Quote from Rearden Metal:
It is widely known that academic types usually make lousy traders- but I doubt that's the real reason.
I'd like to know what other here think, but I think its due to the fact that great traders usually have such a burning drive to get rich NOW, they're not inclined to spend (waste) years in a classroom when they could be out pursuing their dream.
Bruce Kovner, George Soros, Jim Simons, Nassim Taleb are all "academic types", so I can't really subscribe to this theory. Maybe if someone could show me the deluge of former Chicago cab drivers who are running multi-billion dollar hedge funds, I might start to believe it.
I agree that the need to pursue trading fully is what stops most budding trading successes from doing any other career for very long. But in that case, on might as well say that *all* career "types" suck at trading. That's a tautology - if they didn't suck, they would be traders, wouldn't they? Why single out academia? What about real estate brokers, software programmers, engineers, athletes, garbage disposal workers, janitors etc?

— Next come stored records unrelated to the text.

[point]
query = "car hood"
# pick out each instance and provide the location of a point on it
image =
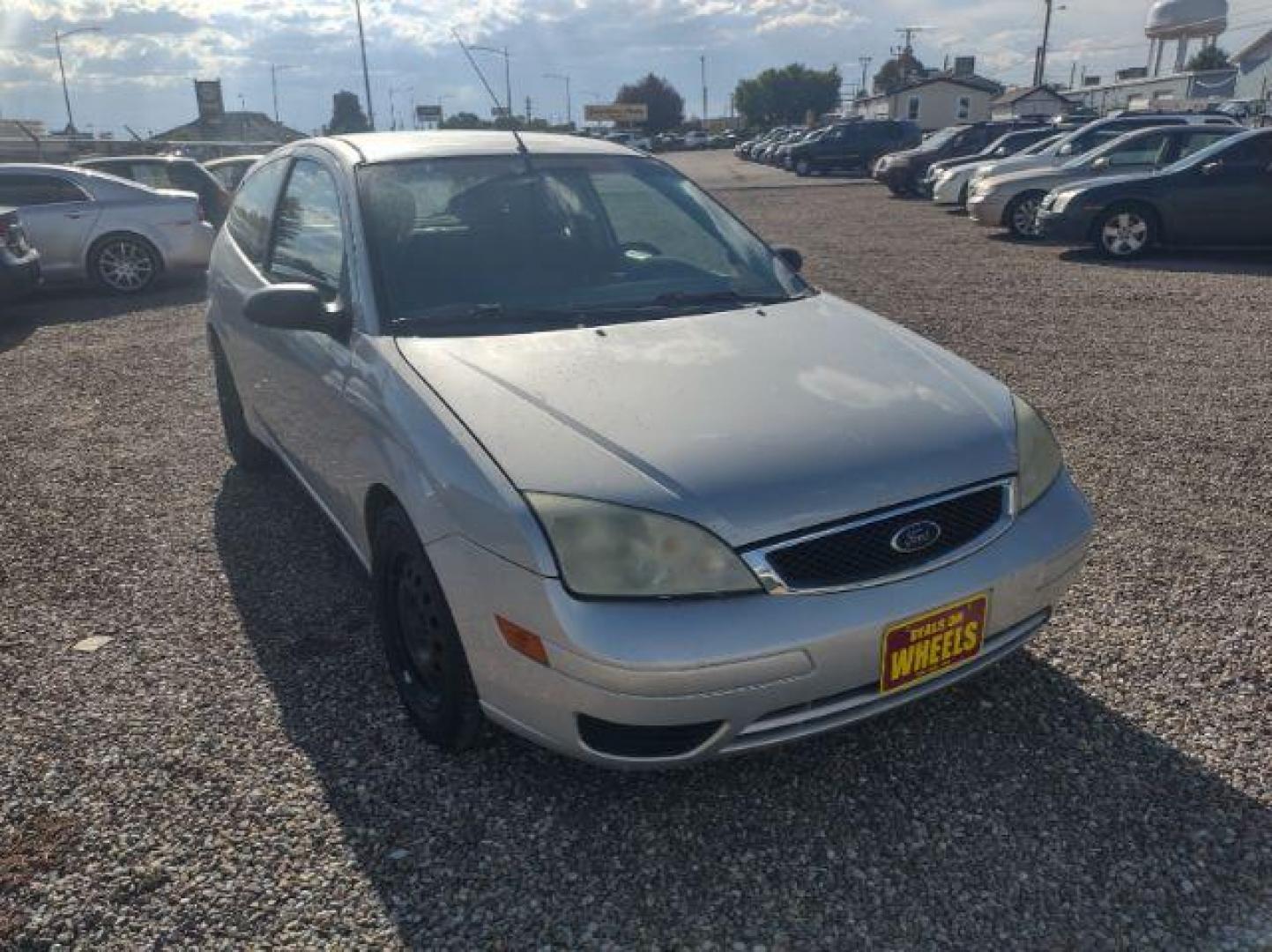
(1114, 182)
(751, 423)
(1016, 163)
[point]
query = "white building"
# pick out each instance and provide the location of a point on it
(934, 102)
(1254, 71)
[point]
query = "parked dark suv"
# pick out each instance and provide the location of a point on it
(904, 171)
(852, 146)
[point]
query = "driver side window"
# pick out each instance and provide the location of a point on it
(308, 237)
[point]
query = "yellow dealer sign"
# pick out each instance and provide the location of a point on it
(616, 112)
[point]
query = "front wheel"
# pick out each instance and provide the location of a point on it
(125, 264)
(1126, 232)
(421, 642)
(1022, 215)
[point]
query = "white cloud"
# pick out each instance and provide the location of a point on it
(139, 71)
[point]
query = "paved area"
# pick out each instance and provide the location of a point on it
(232, 769)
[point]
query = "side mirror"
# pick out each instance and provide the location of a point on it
(792, 258)
(293, 307)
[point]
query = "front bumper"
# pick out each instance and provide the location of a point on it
(950, 190)
(1068, 227)
(986, 210)
(752, 671)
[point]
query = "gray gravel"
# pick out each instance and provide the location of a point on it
(233, 766)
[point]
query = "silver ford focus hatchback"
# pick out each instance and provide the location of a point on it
(623, 481)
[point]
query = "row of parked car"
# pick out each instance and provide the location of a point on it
(1125, 185)
(137, 217)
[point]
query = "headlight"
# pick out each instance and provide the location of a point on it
(1038, 453)
(1060, 200)
(614, 551)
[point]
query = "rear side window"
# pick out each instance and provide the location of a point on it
(1196, 141)
(1253, 154)
(249, 221)
(308, 240)
(39, 190)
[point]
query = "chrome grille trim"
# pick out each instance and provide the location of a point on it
(758, 559)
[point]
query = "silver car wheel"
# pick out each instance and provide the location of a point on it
(1024, 217)
(125, 265)
(1125, 234)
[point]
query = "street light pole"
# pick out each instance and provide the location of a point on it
(569, 105)
(61, 68)
(1041, 68)
(703, 60)
(275, 69)
(367, 75)
(392, 108)
(508, 73)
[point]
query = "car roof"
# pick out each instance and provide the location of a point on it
(98, 160)
(396, 146)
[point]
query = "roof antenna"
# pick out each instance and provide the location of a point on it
(508, 109)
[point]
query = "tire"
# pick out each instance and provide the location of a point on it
(123, 264)
(1022, 215)
(421, 643)
(246, 450)
(1126, 232)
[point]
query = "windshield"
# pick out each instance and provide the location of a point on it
(1045, 148)
(491, 243)
(938, 139)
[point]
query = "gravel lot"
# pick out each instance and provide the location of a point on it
(233, 768)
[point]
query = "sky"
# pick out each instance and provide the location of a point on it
(138, 71)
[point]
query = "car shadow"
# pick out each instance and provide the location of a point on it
(66, 304)
(1015, 794)
(1201, 263)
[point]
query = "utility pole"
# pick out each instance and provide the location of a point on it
(275, 69)
(703, 59)
(57, 42)
(508, 73)
(1041, 68)
(569, 105)
(367, 75)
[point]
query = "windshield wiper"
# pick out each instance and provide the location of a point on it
(723, 297)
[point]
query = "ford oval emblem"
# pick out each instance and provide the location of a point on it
(916, 538)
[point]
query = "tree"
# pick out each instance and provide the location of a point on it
(666, 106)
(787, 96)
(1210, 57)
(897, 71)
(346, 115)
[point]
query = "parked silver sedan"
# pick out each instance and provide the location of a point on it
(1013, 200)
(98, 227)
(623, 481)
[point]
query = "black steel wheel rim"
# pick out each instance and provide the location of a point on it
(419, 628)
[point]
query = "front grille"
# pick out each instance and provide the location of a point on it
(863, 551)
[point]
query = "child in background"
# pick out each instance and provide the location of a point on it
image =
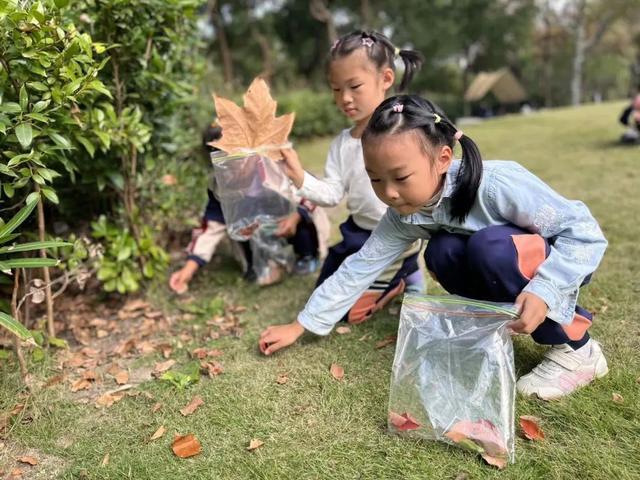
(630, 118)
(495, 232)
(361, 72)
(306, 229)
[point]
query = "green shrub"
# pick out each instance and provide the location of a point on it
(316, 113)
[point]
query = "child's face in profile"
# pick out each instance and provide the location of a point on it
(358, 87)
(402, 173)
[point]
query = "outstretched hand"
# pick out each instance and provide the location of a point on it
(533, 311)
(277, 337)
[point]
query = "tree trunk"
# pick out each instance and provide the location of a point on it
(579, 54)
(320, 11)
(16, 314)
(51, 331)
(267, 54)
(225, 52)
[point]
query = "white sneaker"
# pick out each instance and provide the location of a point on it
(563, 370)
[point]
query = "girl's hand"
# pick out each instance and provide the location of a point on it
(279, 336)
(287, 226)
(533, 311)
(292, 166)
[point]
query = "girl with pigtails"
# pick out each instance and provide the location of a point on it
(361, 70)
(495, 232)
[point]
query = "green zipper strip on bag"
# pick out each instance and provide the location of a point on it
(460, 301)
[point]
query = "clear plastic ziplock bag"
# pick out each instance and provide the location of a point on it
(272, 256)
(453, 376)
(252, 189)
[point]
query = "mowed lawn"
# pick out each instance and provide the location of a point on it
(314, 427)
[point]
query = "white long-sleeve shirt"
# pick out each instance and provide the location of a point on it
(345, 174)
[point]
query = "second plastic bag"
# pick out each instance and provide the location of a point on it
(253, 190)
(453, 375)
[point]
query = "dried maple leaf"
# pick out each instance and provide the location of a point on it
(531, 427)
(192, 406)
(163, 366)
(386, 341)
(336, 371)
(253, 126)
(122, 377)
(159, 433)
(80, 384)
(213, 369)
(28, 459)
(185, 446)
(254, 443)
(108, 399)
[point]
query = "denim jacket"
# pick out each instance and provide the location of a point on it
(508, 194)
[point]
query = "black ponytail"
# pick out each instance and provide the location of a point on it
(404, 113)
(380, 51)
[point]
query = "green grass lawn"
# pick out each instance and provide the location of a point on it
(314, 427)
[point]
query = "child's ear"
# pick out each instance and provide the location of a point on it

I think it's pretty simple. People who are likely to be great at trading will become almost obsessed by it from the moment they first encounter the idea of the markets. It will suck them in and they will do everything they can to get into that field. Anyone who, after encountering the markets, does not go full out to work in that field within a few years, is unlikely to possess the drive and love of the game sufficient to become great. A future chess grandmaster or poker champion would have fallen in love with it within a few games or hands, and would rather grind out a pittance doing 16 hour days for years in that field, than have to work a normal job and give up their passion. Someone who chose to become a college professor and get tenure, whilst pursuing chess or poker as a hobby, while always have it as a "hobby", and never as a calling. That's why academics suck at trading, because you are studying the self-selecting sample who never bothered to pursue it seriously and with true focus and effort. The ones who did that became traders and if they were ever in academia, dropped out eventually to pursue trading full-time.